Le déficit budgétaire pourrait passer à 38 milliards de dollars pour l’année allant de juin 2012 à juin 2013, contre environ 24 milliards pour l’année précédente, selon des chiffres gouvernementaux. Le maintien des subventions aux produits de première nécessité risque d’en souffrir.

Le Caire est en discussions depuis des mois pour un prêt de quelque 3,2 milliards de dollars avec le Fonds monétaire international.
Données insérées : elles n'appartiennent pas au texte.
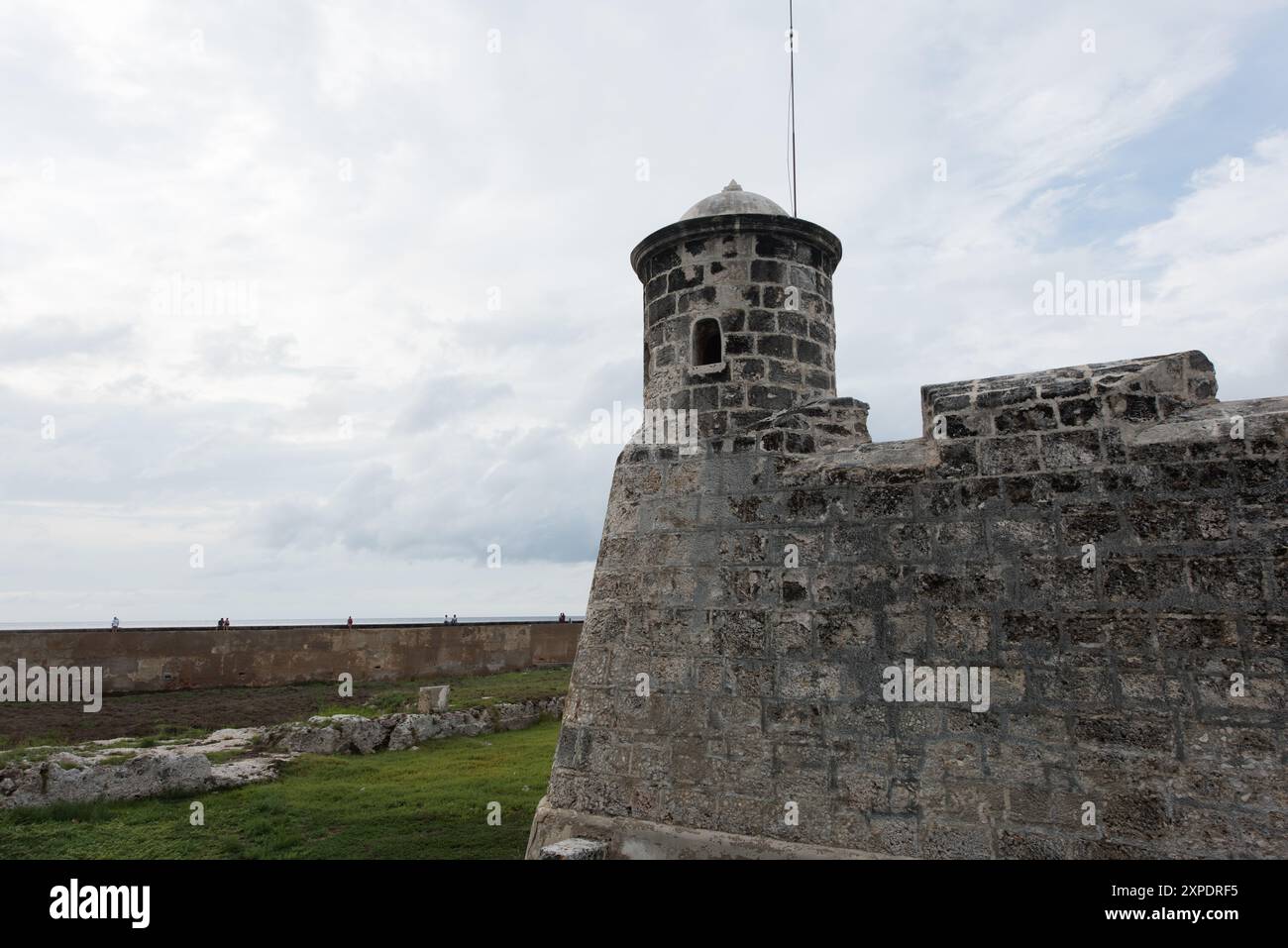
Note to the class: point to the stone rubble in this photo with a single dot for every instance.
(101, 771)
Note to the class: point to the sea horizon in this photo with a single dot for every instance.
(278, 622)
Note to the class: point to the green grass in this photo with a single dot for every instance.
(425, 804)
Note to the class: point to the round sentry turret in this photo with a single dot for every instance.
(738, 318)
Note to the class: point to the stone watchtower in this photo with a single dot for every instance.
(786, 618)
(738, 318)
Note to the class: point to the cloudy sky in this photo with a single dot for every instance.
(327, 292)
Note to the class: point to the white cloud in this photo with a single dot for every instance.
(384, 181)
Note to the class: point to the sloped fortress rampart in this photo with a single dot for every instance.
(1108, 541)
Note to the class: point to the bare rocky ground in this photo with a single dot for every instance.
(124, 769)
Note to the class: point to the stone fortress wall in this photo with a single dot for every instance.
(1137, 697)
(154, 660)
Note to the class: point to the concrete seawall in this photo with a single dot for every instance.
(154, 660)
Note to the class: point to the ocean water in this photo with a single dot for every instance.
(271, 622)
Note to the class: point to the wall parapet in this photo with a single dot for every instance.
(153, 660)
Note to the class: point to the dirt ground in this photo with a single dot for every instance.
(166, 714)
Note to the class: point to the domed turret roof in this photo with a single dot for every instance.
(733, 200)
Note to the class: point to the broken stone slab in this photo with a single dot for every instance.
(67, 779)
(433, 698)
(576, 848)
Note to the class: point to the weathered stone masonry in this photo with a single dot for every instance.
(1111, 685)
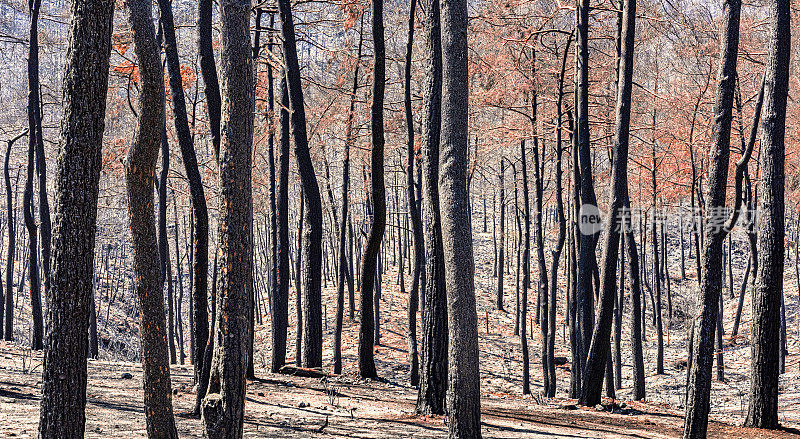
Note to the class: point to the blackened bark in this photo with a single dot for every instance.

Mais le FMI a appelé à ce que les mesures accompagnant cette aide fasse l’objet d’un « large soutien politique » en Egypte.

Or M. Morsi devra compter avec le Conseil suprême des forces armées (CSFA), qui va lui céder le pouvoir exécutif mais conservera un droit de veto sur tout projet de loi et sur le budget.

« L’armée peut le priver des moyens d’appliquer son programme », relève Moustafa Kamel el-Sayyed, de l’Université du Caire.

Avant même d’entrer en fonction dans les prochains jours, le président élu a fait savoir mardi par son entourage qu’il « travaillait a peaufiner les priorités de son programme », notamment sur les questions économiques.

Il souhaite également nommer au poste de Premier ministre une « personnalité nationale indépendante », pour constituer un cabinet dominé par des « techniciens », laissant supposer qu’il privilégiait la compétence sur l’orthodoxie politico-religieuse.

La Bourse du Caire a salué lundi la victoire de M. Morsi par un bond de 7,5%, dû au soulagement après des jours d’incertitudes et de tensions sur le résultat final face à son rival issu de l’ère Moubarak, Ahmad Chafiq, qui prétendait lui aussi être élu.

Toutefois, l’agence de notation Standard and Poor’s a placé lundi la note « B » de l’Egypte sous surveillance avec une perspective d’évolution négative, en soulignant les lourdes incertitudes qui continuent de peser sur le pays.

« Nous nous attendons à ce que les tensions restent élevées entre l’armée et les parties qui mènent la transition post-Moubarak, notamment les Frères musulmans, ce qui pourrait détériorer davantage la situation économique, fiscale », écrit l’agence dans une note.